Техник Карамышев отъединяет шланг воздушного вентилятора, просовывает голову в освободившийся рукав аппендикса и, захватив переносную электролампу, скрывается внутри оболочки.

- Прошу, товарищи, - приглашает он нас, будто к себе в квартиру.

Вместе с инженером Масенкисом мы оказываемся в обширном помещении с зыбкими, колышущимися «стенами» из прорезиненной материи. У отверстия аппендикса и в противоположной стороне - у клапана дольки, составляющие поверхность шара, сходятся, напоминая лепестки гигантского цветка. Внимательно оглядев швы, соединяющие дольки, Карамышев гасит лампу. Через плотную материю слабо пробивается дневной свет. Повсюду он равномерен, нигде не видно ни малейшего отверстия. Значит, оболочка в порядке.

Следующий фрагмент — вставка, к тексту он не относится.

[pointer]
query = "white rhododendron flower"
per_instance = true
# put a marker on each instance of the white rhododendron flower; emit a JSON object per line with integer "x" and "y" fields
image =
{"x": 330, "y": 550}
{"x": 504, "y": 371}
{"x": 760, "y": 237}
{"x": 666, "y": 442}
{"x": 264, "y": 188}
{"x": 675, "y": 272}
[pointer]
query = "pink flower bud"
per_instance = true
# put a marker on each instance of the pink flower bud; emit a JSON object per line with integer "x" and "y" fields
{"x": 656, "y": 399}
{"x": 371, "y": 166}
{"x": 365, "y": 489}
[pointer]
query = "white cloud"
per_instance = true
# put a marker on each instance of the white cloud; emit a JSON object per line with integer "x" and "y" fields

У нас материальная часть находится под надзором квалифицированных людей, искренне любящих свое дело. Именно такими людьми являются старейшая работница цеха Евгения Кондрашова, инженер Александр Масенкис, техник Станислав Карамышев.

Карамышева даже представить себе трудно, не возящимся с оболочками, гондолами, такелажем. Он словно родился среди всего этого воздухоплавательного имущества. Станислав всегда что-нибудь совершенствует, конструирует. Он построил оригинальную складную, надуваемую воздухом гондолу. На аэростате с этой гондолой Борис Невернов совершал посадки на воду. Карамышев сконструировал и изготовил своеобразный воздухоплавательный автопилот. Этот прибор представлял собой сосуд с водою, которая автоматически начинала выливаться, если аэростат опускался ниже определенной высоты. Получалось то же, что при сбрасывании балласта - воздушный шар облегчался и шел вверх. Автопилот был, конечно, примитивен и применения в наших полетах не нашел. Но много лет спустя подобные устройства стали использоваться для автоматического управления аэростатами, летающими без людей.

Подходим к верхнему полюсу аэростата, где смонтирован большущий газовый клапан, который открывается веревкой из гондолы. Вот и кольцо для ее присоединения. Всякий раз, чтобы привязать веревку, приходится влезать сюда, внутрь шара.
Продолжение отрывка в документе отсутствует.